Finding functions max and min (abs value)

Question

I have the function $$g(x)=|x^2-x-2|$$ which is defined on $$-\frac{3}{2}\leq x\leq \frac{3}{2}$$

I am struggeling with that g(x) has absolute values wrapped around. I taught that I just draw the graph and flip the negative values upwards but that seems not to work.

I started by finding the roots, $x_1=2, x_2=-1$ and then I taught that because this is a second order function, the max (or min) should be either in one of the limit points or at $\frac{1}{2}$ because it is just between the roots.

I cant get it right, I think that the abs value confuses me, how do I handle them?

Answer 1

Your function is defined on the interval [-3/2;3/2], so if you want to handle the absolute value you can consider the interval on which it is positive and the one where it is negative.

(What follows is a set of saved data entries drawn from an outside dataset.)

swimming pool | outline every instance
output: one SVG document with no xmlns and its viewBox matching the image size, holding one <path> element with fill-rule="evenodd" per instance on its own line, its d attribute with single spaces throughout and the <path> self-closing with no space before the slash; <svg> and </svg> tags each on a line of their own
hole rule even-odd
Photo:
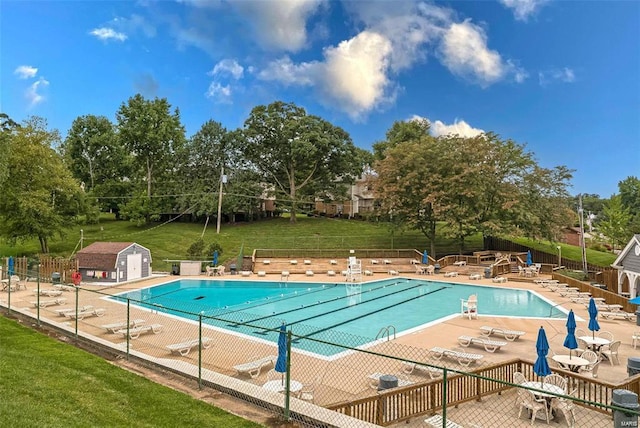
<svg viewBox="0 0 640 428">
<path fill-rule="evenodd" d="M 460 299 L 478 296 L 480 315 L 563 318 L 566 312 L 523 289 L 390 278 L 362 284 L 181 279 L 119 294 L 143 307 L 198 319 L 238 334 L 276 341 L 286 323 L 296 335 L 350 347 L 381 329 L 398 334 L 460 313 Z M 300 340 L 299 349 L 333 355 L 342 348 Z"/>
</svg>

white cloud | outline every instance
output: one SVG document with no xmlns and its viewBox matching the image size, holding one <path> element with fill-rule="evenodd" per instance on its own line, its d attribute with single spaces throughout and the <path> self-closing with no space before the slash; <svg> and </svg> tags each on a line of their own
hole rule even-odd
<svg viewBox="0 0 640 428">
<path fill-rule="evenodd" d="M 451 24 L 440 45 L 443 64 L 453 74 L 488 86 L 504 78 L 508 66 L 487 47 L 484 30 L 469 20 Z"/>
<path fill-rule="evenodd" d="M 363 31 L 324 50 L 324 61 L 294 64 L 289 58 L 271 62 L 258 74 L 285 85 L 313 85 L 322 102 L 359 119 L 394 98 L 387 77 L 392 45 L 380 34 Z"/>
<path fill-rule="evenodd" d="M 573 83 L 575 80 L 574 71 L 568 67 L 538 72 L 540 86 L 546 86 L 553 82 Z"/>
<path fill-rule="evenodd" d="M 29 101 L 29 107 L 35 107 L 45 100 L 44 95 L 40 92 L 49 86 L 49 81 L 43 77 L 40 77 L 37 81 L 33 82 L 31 86 L 27 88 L 25 97 Z"/>
<path fill-rule="evenodd" d="M 208 74 L 210 76 L 231 76 L 238 80 L 242 77 L 244 68 L 235 59 L 223 59 L 218 62 Z"/>
<path fill-rule="evenodd" d="M 513 10 L 518 21 L 526 21 L 549 0 L 500 0 L 505 7 Z"/>
<path fill-rule="evenodd" d="M 113 28 L 108 28 L 108 27 L 94 28 L 89 32 L 89 34 L 91 34 L 92 36 L 96 36 L 97 38 L 103 41 L 113 39 L 113 40 L 118 40 L 119 42 L 124 42 L 125 40 L 127 40 L 126 34 L 117 32 Z"/>
<path fill-rule="evenodd" d="M 307 44 L 307 20 L 326 0 L 239 1 L 232 3 L 268 49 L 298 52 Z"/>
<path fill-rule="evenodd" d="M 21 65 L 13 71 L 13 74 L 16 74 L 20 79 L 30 79 L 36 77 L 38 69 L 30 65 Z"/>
<path fill-rule="evenodd" d="M 209 89 L 205 93 L 207 98 L 222 104 L 231 104 L 232 90 L 229 85 L 221 85 L 219 82 L 211 82 Z"/>
<path fill-rule="evenodd" d="M 420 116 L 414 116 L 411 120 L 424 119 Z M 427 119 L 428 120 L 428 119 Z M 452 124 L 447 125 L 446 123 L 436 120 L 431 123 L 431 134 L 434 137 L 439 137 L 441 135 L 459 135 L 461 137 L 475 137 L 476 135 L 484 134 L 483 129 L 473 128 L 464 120 L 455 119 Z"/>
</svg>

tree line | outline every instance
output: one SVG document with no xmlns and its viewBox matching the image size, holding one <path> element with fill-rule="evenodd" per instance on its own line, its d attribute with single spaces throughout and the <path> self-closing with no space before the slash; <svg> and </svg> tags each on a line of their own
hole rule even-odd
<svg viewBox="0 0 640 428">
<path fill-rule="evenodd" d="M 427 121 L 396 122 L 370 152 L 340 127 L 277 101 L 253 108 L 239 129 L 209 120 L 187 137 L 179 109 L 139 94 L 115 119 L 80 116 L 62 140 L 43 118 L 18 124 L 0 114 L 2 237 L 37 238 L 46 253 L 53 236 L 101 212 L 140 225 L 163 214 L 208 221 L 217 216 L 219 189 L 228 219 L 259 218 L 271 198 L 295 222 L 301 203 L 347 200 L 348 186 L 362 177 L 375 216 L 393 230 L 420 230 L 432 252 L 438 223 L 462 251 L 478 232 L 555 241 L 575 220 L 572 171 L 542 168 L 524 145 L 492 133 L 433 137 Z M 623 235 L 622 223 L 637 228 L 637 178 L 621 182 L 609 200 L 591 196 L 586 203 L 599 204 L 610 236 Z"/>
</svg>

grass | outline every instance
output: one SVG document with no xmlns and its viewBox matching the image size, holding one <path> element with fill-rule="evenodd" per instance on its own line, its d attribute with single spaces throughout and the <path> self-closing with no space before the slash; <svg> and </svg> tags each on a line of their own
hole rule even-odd
<svg viewBox="0 0 640 428">
<path fill-rule="evenodd" d="M 95 241 L 137 242 L 151 250 L 153 269 L 167 271 L 171 262 L 166 260 L 184 260 L 187 249 L 200 237 L 208 246 L 218 242 L 223 249 L 220 262 L 235 259 L 241 248 L 244 255 L 250 255 L 254 249 L 424 249 L 427 241 L 424 235 L 415 231 L 392 232 L 386 223 L 371 223 L 361 220 L 333 219 L 325 217 L 297 218 L 291 224 L 288 218 L 274 218 L 235 225 L 223 224 L 220 234 L 216 234 L 214 222 L 205 229 L 204 224 L 172 222 L 137 227 L 128 221 L 117 221 L 111 215 L 103 215 L 99 224 L 79 225 L 66 232 L 65 237 L 53 239 L 50 253 L 55 256 L 69 256 L 80 249 L 80 236 L 84 236 L 84 245 Z M 468 250 L 482 249 L 480 235 L 470 238 Z M 23 256 L 39 252 L 37 240 L 29 240 L 11 247 L 0 242 L 0 255 Z M 437 254 L 455 254 L 456 244 L 442 239 L 436 246 Z M 208 260 L 211 255 L 203 255 Z"/>
<path fill-rule="evenodd" d="M 0 415 L 7 426 L 260 426 L 14 320 L 0 317 L 0 337 Z"/>
</svg>

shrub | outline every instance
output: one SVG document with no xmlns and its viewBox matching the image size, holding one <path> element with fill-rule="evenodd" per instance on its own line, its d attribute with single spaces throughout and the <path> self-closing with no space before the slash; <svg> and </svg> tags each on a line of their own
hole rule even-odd
<svg viewBox="0 0 640 428">
<path fill-rule="evenodd" d="M 202 238 L 191 244 L 187 249 L 187 258 L 200 259 L 204 254 L 204 241 Z"/>
</svg>

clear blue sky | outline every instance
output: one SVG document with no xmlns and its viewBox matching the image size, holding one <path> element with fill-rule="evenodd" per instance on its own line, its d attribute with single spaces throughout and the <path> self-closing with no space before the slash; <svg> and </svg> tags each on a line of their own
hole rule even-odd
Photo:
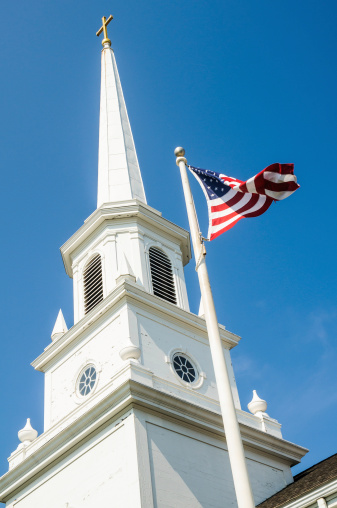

The polynome is negative between the roots, so on [-1;3/2] your function is $g_1(x)=x^2-x-2$ and it is then positive outside so on [-3/2;-1] your function is $g_2(x)=-x^2+x+2$.

And then you can study min and max of this piecewise function.

Answer 2

You will certainly have a minimum at $x=-1$, since you have found that $g(-1)=0$ and $g(x)\geq 0$ due to the absolute value. The rest of your analysis is correct; just check the boundaries of the interval and the vertex of the parabola, $x=1/2$.